# S3 Interior Visual Mods



## ExpressTicket (May 13, 2015)

I am looking into getting an S3 soon, quite an upgrade from my 2010 Golf TDI. One TINY problem I have with the interior: RED

I'm not a big fan of red. I don't HATE it, but it just isn't my cup of tea. Now BLUE on the other hand.. mmmm. So I have a question for any of you who are experienced with the Audi aftermarket scene. Is there anyone who would be able to do something simple to describe, complex to do: make everything red -> blue. I mean everything. I plan on getting the titanium interior, so don't worry about the seats. HOWEVER, when I say everything that goes from the stitching on the steering wheel (which granted isn't red, but I think would look great in blue), all the way down to the window buttons having blue lighting, even the tach getting a "blueline" so to speak.

Like I said, I don't HATE red, so if this isn't possible it wont deter me from getting the S3, but if anyone knows of a way for me to get this done, I would be extremely grateful.


----------



## TheMethLab (Jul 6, 2015)

Not exactly sure what you have in mind but I have a great interior shop. They did some custom mats on my S3 and redid the entire interior on my GT3.


----------



## TheMethLab (Jul 6, 2015)

Also, having done lots of interior mods on cars, I can tell you changing light colors and gauge clusters will be VERY expensive. The gauges would have to be custom done and then the entire assembly needs to be removed and be properly calibrated. No easy task.


----------



## TripE46 (Feb 23, 2013)

TheMethLab said:


> Also, having done lots of interior mods on cars, I can tell you changing light colors and gauge clusters will be VERY expensive. The gauges would have to be custom done and then the entire assembly needs to be removed and be properly calibrated.
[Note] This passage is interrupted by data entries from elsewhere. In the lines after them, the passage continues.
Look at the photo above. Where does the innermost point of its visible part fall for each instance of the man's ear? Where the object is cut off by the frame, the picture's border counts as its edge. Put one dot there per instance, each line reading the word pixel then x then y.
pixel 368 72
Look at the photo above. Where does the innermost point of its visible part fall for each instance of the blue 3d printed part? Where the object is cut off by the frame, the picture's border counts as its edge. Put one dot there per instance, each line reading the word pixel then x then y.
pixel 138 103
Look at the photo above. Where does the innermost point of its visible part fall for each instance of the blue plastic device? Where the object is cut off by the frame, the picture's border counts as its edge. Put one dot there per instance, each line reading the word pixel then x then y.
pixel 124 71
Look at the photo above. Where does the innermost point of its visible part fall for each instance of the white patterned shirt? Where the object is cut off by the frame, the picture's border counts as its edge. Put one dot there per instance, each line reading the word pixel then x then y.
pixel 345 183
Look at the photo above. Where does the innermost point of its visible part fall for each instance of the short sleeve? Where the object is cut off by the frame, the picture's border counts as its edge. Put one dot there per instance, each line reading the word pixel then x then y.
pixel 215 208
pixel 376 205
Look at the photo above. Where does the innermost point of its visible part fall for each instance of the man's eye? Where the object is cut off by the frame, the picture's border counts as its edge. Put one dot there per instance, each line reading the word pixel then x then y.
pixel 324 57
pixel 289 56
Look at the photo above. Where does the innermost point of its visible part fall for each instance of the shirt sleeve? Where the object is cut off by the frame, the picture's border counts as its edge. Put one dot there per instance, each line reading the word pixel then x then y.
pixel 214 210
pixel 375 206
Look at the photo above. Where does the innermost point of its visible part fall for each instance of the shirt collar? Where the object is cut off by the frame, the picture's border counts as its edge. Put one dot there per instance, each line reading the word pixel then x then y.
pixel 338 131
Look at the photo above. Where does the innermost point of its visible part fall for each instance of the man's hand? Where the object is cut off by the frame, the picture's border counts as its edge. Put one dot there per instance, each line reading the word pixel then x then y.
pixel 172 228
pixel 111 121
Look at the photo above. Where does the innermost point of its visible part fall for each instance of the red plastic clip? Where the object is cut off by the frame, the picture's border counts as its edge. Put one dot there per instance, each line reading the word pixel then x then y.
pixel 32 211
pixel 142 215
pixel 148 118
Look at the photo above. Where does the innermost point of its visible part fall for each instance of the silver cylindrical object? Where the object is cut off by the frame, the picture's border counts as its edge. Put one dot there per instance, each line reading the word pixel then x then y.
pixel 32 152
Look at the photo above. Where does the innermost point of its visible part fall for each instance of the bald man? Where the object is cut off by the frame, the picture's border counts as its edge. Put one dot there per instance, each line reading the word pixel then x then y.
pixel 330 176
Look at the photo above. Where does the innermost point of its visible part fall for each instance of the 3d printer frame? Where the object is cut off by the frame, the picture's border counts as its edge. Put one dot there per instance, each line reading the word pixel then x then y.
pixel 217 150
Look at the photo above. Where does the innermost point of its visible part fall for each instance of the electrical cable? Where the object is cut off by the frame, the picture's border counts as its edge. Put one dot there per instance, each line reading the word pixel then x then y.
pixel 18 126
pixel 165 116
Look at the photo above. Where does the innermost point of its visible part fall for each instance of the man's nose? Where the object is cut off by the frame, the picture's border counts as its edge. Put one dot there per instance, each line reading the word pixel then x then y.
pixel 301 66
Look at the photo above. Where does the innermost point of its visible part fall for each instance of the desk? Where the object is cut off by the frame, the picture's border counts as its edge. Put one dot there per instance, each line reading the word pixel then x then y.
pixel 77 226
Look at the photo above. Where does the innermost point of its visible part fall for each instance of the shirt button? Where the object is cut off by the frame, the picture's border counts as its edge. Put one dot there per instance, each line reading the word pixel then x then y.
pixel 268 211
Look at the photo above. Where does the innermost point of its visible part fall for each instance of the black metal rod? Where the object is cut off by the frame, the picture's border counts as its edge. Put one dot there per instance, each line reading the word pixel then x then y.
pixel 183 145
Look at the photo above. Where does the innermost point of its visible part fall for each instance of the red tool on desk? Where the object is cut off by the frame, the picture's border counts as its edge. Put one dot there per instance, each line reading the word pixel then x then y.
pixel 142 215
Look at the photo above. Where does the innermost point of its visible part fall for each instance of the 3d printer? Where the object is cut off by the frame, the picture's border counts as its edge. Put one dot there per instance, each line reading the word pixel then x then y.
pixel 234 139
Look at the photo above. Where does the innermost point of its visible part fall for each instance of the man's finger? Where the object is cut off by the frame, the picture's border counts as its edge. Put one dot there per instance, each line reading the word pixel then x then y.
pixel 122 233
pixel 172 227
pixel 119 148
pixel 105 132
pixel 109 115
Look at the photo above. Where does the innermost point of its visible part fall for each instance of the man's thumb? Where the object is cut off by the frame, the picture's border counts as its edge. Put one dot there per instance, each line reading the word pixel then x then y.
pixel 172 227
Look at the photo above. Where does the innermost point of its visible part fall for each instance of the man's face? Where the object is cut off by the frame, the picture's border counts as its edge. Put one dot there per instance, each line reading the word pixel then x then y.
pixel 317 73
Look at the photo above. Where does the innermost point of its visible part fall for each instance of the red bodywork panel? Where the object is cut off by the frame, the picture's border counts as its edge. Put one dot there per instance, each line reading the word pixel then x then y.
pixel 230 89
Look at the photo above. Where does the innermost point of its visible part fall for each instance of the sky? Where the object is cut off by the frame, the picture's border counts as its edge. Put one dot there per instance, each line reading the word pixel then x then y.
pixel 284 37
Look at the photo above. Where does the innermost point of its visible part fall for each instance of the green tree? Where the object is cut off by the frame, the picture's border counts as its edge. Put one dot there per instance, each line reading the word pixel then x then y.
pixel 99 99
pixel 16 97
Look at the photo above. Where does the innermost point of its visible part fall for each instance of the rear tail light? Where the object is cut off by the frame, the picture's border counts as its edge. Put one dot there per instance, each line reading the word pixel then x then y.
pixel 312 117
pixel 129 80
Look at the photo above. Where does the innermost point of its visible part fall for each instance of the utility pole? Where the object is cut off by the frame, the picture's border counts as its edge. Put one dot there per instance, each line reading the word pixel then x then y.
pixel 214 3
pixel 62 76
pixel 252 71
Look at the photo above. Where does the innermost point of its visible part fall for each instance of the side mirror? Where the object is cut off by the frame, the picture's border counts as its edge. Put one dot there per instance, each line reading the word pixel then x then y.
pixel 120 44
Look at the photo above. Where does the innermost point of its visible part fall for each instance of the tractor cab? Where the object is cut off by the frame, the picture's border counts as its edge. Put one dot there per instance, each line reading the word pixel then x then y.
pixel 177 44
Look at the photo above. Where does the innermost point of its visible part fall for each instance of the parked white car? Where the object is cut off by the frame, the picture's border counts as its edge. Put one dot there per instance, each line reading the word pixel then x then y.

No easy task.


Hey Man, I love the color of your S3! The GT3 and Wrangler are sweet too. Who is your interior guy? The work looks fantastic! I've got an E46 M3 who's seat bolsters need a little love/stitching.


----------



## TheMethLab (Jul 6, 2015)

TripE46 said:


> Hey Man, I love the color of your S3! The GT3 and Wrangler are sweet too. Who is your interior guy? The work looks fantastic! I've got an E46 M3 who's seat bolsters need a little love/stitching.


Thanks! Coach Trim in Danbury, CT are amazing. Tell them Chris with the S3 and GT3 sent you. They are amazing.


----------



## [email protected] (Oct 11, 2013)

We put some Lloyd's mats in ours
http://www.moddedeuros.com/products/lloyds-rubbertite-floor-mats-4-piece-15-audi-a3-s3


As well as run a P3 digital vented gauge which also adds a nice touch to the interior
http://www.moddedeuros.com/products/p3-cars-vidi-8v-a3-s3


----------



## ExpressTicket (May 13, 2015)

TheMethLab said:


> Also, having done lots of interior mods on cars, I can tell you changing light colors and gauge clusters will be VERY expensive. The gauges would have to be custom done and then the entire assembly needs to be removed and be properly calibrated. No easy task.


I love the look of the S3. That was actually exactly what I had in mind (except blue of course). I have a couple of questions for you.

1.) If you don't mind me asking, what was the approximate cost of the interior work that you had done.

2.) After seeing yours, the light/gauge changes may not be necessary, but if you have a rough estimate of how much that would cost as well I would appreciate it.

Thank you for the feedback so far, it has been very helpful!


----------